Recently, Uber launched a new service in India that allows its ride-sharing and food delivery drivers to use their free time through the app to participate in data classification and information collection tasks. This news was posted by Megha Yethadka, Global Head of Uber AI Solutions, on LinkedIn, who stated that drivers may have idle time during their daily work or want to earn some extra income in the evening.
This new type of work includes reviewing photos, counting objects, classifying text, recording audio, and digitizing receipts, among other forms. Yethadka mentioned that these tasks will support Uber's global enterprise customers, helping them develop generative AI models or consumer applications.
Yethadka further said, "So far, these tasks have been completed by independent contractors outside the app.
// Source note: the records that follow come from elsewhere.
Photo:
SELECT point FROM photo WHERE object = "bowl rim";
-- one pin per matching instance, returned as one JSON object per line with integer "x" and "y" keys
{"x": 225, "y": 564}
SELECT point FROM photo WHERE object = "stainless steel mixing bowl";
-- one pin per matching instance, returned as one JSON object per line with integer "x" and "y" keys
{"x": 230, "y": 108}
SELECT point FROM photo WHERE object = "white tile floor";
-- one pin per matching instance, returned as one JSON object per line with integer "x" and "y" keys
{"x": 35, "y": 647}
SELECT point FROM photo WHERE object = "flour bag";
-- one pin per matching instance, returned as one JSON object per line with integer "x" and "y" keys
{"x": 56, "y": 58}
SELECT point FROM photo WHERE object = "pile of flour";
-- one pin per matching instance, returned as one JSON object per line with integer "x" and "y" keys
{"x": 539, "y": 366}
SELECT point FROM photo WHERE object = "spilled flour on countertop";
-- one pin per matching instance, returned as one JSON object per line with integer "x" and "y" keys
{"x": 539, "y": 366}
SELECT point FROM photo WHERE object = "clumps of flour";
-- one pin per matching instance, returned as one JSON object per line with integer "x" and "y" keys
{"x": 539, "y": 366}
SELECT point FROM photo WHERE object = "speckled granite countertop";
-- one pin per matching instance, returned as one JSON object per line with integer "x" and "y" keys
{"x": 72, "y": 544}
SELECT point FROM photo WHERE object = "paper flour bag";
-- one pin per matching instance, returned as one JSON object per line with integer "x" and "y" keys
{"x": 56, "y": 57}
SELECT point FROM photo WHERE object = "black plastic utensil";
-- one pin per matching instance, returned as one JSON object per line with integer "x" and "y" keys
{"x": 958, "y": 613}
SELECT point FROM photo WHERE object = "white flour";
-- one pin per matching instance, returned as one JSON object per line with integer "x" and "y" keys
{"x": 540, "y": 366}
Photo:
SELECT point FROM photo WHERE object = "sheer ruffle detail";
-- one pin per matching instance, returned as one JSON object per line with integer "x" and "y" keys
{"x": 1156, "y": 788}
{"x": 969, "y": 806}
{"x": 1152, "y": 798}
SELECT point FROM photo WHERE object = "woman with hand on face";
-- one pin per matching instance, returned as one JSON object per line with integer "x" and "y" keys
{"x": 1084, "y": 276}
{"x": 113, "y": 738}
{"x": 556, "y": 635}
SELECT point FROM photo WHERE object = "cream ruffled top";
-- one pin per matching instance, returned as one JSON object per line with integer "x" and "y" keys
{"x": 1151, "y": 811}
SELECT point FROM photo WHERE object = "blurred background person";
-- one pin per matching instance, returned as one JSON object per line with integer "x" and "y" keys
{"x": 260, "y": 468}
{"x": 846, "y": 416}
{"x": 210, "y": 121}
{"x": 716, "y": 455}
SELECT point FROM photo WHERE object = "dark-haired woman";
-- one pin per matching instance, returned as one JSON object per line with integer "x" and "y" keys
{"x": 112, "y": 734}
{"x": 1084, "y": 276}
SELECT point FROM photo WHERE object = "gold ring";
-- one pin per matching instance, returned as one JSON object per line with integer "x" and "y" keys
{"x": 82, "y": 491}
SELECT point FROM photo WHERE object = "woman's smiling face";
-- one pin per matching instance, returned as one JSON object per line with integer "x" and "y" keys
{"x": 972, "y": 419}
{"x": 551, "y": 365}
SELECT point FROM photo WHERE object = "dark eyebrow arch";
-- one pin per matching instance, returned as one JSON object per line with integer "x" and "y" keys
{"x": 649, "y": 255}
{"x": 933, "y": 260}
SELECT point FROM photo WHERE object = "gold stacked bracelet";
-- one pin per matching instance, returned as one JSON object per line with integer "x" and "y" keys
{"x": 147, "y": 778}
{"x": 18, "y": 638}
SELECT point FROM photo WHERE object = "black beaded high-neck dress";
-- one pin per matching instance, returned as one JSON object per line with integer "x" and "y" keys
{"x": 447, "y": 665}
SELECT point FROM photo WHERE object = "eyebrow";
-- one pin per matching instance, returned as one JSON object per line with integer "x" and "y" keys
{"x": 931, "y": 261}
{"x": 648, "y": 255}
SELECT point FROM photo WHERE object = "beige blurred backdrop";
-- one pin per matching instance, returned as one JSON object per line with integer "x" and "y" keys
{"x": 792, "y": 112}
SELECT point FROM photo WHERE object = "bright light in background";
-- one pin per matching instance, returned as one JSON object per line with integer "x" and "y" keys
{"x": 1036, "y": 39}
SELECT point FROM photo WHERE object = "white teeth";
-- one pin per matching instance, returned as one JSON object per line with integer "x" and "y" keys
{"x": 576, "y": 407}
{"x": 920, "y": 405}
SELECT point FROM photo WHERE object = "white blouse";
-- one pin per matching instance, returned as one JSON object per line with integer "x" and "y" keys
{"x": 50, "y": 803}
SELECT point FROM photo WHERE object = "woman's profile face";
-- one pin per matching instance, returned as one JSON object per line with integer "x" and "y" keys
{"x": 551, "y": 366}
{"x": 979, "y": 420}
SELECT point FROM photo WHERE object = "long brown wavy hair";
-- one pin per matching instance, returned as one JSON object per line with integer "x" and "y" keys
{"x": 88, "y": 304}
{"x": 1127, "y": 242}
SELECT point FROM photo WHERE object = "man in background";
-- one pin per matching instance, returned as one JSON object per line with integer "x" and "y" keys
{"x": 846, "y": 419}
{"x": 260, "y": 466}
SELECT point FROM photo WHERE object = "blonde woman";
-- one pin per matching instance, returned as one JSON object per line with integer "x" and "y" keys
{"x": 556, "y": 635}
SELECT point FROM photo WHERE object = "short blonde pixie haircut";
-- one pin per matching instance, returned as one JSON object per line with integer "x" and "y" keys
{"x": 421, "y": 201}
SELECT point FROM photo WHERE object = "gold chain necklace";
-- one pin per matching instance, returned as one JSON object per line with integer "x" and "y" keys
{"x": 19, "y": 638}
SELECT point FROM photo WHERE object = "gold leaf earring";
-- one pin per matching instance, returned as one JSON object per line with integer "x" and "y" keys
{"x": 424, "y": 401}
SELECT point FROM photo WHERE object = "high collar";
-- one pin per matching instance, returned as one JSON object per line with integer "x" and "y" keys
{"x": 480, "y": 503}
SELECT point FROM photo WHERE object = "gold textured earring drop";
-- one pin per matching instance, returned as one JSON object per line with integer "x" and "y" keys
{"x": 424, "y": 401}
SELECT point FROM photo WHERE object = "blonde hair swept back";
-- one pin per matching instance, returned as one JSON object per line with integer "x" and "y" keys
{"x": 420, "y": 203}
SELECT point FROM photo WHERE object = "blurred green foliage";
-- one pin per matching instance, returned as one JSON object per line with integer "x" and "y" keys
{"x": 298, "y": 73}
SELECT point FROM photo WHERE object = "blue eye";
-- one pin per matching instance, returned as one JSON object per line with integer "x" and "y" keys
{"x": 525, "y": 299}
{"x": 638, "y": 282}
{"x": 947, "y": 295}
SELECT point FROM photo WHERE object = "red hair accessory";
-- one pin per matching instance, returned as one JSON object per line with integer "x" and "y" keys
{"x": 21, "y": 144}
The initial results are very promising, and we look forward to expanding this service further." In the video she posted, she mentioned that this service could be rolled out globally.
Prabhjeet Singh, President of Uber India and South Asia, said that these new tasks have already been launched in 12 cities, and "tens of thousands of drivers" have started participating in what Uber calls "digital tasks."
Dara Khosrowshahi, CEO of Uber, mentioned in the August earnings call that the launch of digital tasks is because Uber has the core capability to assign tasks to global earners. "You will see a different type of earner, who will work on exciting AI developments around the world," Khosrowshahi said.
In addition, Uber also announced on the same day that they are operating a 350PB (petabyte) data lake and developing a tool called "HiveSync" to protect this data. The Uber Engineering team's announcement explained that previously, Uber's data infrastructure ran between two data center regions to ensure redundancy, but this made the second region not actually used while running, resulting in unnecessary costs.
Therefore, Uber launched the "Single Region Computing" (SRC) program, running all batch computing tasks within a single region and then replicating the data to the second region using HiveSync. HiveSync was developed by Uber starting in 2016 and now manages about 300PB of data stored in 800,000 Hive tables, replicating 8PB of data per day.
Uber said they plan to open source this replication service and continue developing new features to meet growing demands for scalability and low latency. HiveSync also plays an important role in Uber's process of migrating its batch data analytics and machine learning training systems to Google Cloud.
Key Points:
🌟 Uber launches a new driver data classification task in India, helping the development of AI models.
👥 Tens of thousands of drivers have already participated in this "digital task," available in 12 cities.
💾 Uber also released a 350PB data lake and introduced the data protection tool HiveSync.